6xy(dy / dx) = -(x² + y²)

dy / dx = -(x² + y²) / (6xy)

dy / dx = -(1 + y² / x²) / (6y / x)

dy / dx = -[1 + (y / x)²] / [6(y / x)]

Let u = y / x,

y = ux

dy / dx = x(du / dx) + u

x(du / dx) + u = -(1 + u²) / (6u)

Solve this differential equation by separating the variables then integrating:

x(du / dx) = -(1 + u²) / (6u) - u

x(du / dx) = -(1 + u²) / (6u) - 6u² / (6u)
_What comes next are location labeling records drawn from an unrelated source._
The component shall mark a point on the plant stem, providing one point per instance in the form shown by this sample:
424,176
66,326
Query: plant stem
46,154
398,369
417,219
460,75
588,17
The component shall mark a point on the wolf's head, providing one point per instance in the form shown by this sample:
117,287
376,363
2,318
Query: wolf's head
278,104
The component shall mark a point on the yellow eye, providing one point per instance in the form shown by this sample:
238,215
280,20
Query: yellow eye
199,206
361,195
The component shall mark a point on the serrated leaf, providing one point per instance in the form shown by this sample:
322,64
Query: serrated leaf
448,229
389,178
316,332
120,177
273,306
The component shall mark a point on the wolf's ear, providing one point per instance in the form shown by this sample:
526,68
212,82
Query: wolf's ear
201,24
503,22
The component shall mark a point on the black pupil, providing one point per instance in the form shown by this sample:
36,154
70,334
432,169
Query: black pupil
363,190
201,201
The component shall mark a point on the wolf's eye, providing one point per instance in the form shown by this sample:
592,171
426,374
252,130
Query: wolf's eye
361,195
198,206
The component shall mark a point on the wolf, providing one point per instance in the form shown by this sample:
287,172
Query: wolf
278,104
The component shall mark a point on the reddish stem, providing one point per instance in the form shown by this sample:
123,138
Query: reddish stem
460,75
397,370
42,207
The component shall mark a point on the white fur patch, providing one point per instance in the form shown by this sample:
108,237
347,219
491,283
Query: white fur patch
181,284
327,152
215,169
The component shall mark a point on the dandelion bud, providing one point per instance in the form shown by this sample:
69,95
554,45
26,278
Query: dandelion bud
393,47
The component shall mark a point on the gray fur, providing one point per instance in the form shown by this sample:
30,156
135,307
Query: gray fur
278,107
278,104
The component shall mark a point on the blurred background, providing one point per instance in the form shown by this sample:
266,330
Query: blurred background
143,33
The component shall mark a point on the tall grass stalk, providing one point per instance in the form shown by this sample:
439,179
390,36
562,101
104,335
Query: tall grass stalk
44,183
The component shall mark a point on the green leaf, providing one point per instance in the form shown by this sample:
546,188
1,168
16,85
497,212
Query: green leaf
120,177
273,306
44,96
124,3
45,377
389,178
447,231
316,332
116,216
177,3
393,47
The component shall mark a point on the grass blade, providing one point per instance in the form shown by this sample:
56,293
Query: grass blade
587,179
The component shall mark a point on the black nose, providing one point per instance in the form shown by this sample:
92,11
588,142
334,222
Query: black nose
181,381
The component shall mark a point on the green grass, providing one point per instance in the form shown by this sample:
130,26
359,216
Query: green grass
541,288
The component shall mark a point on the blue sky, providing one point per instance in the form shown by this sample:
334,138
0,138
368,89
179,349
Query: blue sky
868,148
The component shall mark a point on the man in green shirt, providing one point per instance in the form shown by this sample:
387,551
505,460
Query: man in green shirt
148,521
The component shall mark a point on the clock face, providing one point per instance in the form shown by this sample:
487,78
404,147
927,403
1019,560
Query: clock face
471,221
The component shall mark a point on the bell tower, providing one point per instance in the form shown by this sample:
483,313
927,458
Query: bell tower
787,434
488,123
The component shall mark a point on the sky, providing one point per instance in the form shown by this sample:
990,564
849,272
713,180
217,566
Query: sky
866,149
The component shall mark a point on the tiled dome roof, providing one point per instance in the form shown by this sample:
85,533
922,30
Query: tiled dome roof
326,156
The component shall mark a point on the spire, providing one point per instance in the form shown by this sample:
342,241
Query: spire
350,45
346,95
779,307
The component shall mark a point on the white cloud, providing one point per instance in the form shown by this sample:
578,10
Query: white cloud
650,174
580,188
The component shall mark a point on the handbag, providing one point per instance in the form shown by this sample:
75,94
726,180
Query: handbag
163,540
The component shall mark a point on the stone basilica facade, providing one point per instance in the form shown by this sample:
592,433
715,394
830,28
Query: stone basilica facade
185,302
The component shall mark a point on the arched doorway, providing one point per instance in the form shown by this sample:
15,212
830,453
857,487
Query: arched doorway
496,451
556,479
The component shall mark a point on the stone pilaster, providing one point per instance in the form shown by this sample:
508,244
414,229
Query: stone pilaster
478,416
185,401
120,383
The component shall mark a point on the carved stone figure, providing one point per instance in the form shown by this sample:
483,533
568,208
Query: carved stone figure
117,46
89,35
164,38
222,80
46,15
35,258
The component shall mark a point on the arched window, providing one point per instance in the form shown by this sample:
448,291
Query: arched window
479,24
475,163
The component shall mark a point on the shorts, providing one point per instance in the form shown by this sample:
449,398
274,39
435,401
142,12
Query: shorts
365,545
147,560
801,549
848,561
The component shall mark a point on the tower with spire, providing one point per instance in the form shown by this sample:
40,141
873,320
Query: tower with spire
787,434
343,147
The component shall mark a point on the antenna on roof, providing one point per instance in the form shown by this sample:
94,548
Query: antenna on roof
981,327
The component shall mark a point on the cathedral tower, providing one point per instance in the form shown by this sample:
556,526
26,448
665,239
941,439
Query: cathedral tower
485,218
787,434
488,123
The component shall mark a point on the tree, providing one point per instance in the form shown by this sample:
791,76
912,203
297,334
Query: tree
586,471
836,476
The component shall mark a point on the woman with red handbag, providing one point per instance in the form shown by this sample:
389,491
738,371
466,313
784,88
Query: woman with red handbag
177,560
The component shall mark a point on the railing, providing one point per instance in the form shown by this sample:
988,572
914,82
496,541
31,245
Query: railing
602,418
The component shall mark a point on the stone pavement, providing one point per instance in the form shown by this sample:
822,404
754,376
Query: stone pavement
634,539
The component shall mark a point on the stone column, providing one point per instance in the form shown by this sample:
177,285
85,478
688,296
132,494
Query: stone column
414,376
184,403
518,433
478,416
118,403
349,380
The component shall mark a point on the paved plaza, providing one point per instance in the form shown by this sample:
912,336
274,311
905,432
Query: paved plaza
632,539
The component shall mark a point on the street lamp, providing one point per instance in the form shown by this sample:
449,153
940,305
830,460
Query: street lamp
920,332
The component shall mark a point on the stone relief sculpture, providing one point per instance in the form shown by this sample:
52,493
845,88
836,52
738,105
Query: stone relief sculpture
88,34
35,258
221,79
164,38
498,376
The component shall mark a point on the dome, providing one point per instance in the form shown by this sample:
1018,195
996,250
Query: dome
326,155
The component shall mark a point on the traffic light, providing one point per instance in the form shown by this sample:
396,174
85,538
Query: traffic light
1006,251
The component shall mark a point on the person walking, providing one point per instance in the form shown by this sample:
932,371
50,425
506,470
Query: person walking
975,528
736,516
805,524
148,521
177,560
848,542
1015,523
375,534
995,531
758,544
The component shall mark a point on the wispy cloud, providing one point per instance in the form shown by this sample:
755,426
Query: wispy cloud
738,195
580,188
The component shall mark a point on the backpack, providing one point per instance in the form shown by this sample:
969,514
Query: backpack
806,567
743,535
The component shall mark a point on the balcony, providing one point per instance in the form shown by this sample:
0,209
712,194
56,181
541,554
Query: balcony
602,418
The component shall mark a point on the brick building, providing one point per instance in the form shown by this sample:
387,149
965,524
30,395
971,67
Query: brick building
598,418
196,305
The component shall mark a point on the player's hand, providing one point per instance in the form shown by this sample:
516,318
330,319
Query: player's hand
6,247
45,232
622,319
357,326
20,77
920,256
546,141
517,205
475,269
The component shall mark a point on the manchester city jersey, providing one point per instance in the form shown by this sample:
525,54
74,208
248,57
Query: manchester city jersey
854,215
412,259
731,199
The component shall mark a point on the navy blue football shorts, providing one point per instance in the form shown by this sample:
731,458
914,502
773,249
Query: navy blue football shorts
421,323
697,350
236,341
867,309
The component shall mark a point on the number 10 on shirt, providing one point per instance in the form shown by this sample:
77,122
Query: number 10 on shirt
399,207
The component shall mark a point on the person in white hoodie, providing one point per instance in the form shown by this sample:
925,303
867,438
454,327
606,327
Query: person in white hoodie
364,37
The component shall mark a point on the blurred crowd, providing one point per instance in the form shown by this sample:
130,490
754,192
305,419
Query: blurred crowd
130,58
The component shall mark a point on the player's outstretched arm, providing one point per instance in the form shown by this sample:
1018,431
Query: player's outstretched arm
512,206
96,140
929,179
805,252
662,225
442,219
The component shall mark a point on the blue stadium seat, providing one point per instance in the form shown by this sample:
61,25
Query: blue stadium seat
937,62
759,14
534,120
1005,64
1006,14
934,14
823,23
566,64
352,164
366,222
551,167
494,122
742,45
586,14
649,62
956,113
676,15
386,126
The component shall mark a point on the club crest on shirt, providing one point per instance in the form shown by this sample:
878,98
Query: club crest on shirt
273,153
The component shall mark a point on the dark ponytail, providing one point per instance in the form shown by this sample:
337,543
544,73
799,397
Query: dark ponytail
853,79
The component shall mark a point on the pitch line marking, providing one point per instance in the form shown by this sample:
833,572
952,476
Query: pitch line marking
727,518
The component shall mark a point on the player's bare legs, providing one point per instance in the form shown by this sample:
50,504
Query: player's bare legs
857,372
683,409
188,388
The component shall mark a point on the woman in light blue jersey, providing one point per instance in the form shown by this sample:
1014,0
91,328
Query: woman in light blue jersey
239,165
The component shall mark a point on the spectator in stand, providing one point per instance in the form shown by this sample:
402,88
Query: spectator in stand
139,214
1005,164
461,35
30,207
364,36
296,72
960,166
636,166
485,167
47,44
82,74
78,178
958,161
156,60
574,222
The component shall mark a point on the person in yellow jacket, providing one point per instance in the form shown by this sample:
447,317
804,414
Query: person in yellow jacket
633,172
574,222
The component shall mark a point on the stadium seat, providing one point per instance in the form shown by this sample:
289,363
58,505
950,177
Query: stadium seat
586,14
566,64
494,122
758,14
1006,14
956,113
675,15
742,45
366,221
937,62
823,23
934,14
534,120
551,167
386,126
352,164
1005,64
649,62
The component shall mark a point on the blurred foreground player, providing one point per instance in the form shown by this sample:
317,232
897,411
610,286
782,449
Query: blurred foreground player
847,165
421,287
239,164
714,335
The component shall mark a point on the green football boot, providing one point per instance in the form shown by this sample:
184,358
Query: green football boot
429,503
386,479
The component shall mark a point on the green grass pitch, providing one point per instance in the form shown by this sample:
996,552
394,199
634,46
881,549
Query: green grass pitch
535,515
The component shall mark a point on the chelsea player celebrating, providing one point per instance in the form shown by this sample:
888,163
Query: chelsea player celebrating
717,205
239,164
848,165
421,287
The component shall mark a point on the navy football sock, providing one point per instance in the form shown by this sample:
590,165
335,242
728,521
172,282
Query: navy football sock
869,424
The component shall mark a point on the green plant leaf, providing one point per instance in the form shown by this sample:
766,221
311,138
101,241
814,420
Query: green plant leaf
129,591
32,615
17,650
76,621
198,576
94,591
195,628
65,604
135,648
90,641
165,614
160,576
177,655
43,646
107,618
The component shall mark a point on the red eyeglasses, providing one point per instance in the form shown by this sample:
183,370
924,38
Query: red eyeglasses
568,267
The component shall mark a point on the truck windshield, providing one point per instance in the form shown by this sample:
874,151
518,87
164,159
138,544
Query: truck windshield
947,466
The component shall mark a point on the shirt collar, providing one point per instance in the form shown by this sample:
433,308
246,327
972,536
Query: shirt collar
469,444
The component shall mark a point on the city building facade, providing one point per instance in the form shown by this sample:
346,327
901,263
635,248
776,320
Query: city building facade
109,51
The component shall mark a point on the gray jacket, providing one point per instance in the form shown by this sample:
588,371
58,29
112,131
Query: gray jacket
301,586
x(du / dx) = -(1 + 7u²) / (6u)

6u / (1 + 7u²) du = -1 / x dx

3 ∫ 14u / (1 + 7u²) du / 7 = - ∫ 1 / x dx

3ln(1 + 7u²) / 7 = -ln|x| + C

3ln(1 + 7u²) / 7 = C - ln|x|

ln(1 + 7u²) = C - 7ln|x| / 3

1 + 7u² = ℮^(C - 7ln|x| / 3)

1 + 7u² = ℮^(C - ln|∛x⁷|)

1 + 7u² = ℮ᶜ / ∛x⁷

1 + 7u² = C / ∛x⁷

7u² = C / ∛x⁷ - 1

u² = C - ∛x⁷ - 1 / 7

u = ±√(C - ∛x⁷ - 1 / 7)

Find the solution by substituting back for the previous variables:

Since u = y / x,

y / x = ±√(C - ∛x⁷ - 1 / 7)

y = ±x√(C / ∛x⁷ - 1 / 7)

dy/dx = -(x^2 + y^2)/(6xy) = -(1 + u^2)/6u

Where u(x) = y(x)/x, and dy/dx = d(ux)/dx = x du/dx + u

x du/dx + u = -(1+u^2)/6u

x du/dx = -(1+u^2+6u^2)/6u = -(1+7u^2)/6u

6u/(1+7u^2) du = -dx/x

Integrating both sides, we have

3 ln(1+7u^2) / 7 = -ln x + C

1 + 7u^2 = Ae(-7lnx/3) = Ax^(-7/3)

u = sqrt( (Ax^(7/3)-1) / 7 )

y = x sqrt( (Ax^(7/3)-1)/7 )

In your answer substitute v = y/x and simplify using laws of logarithm.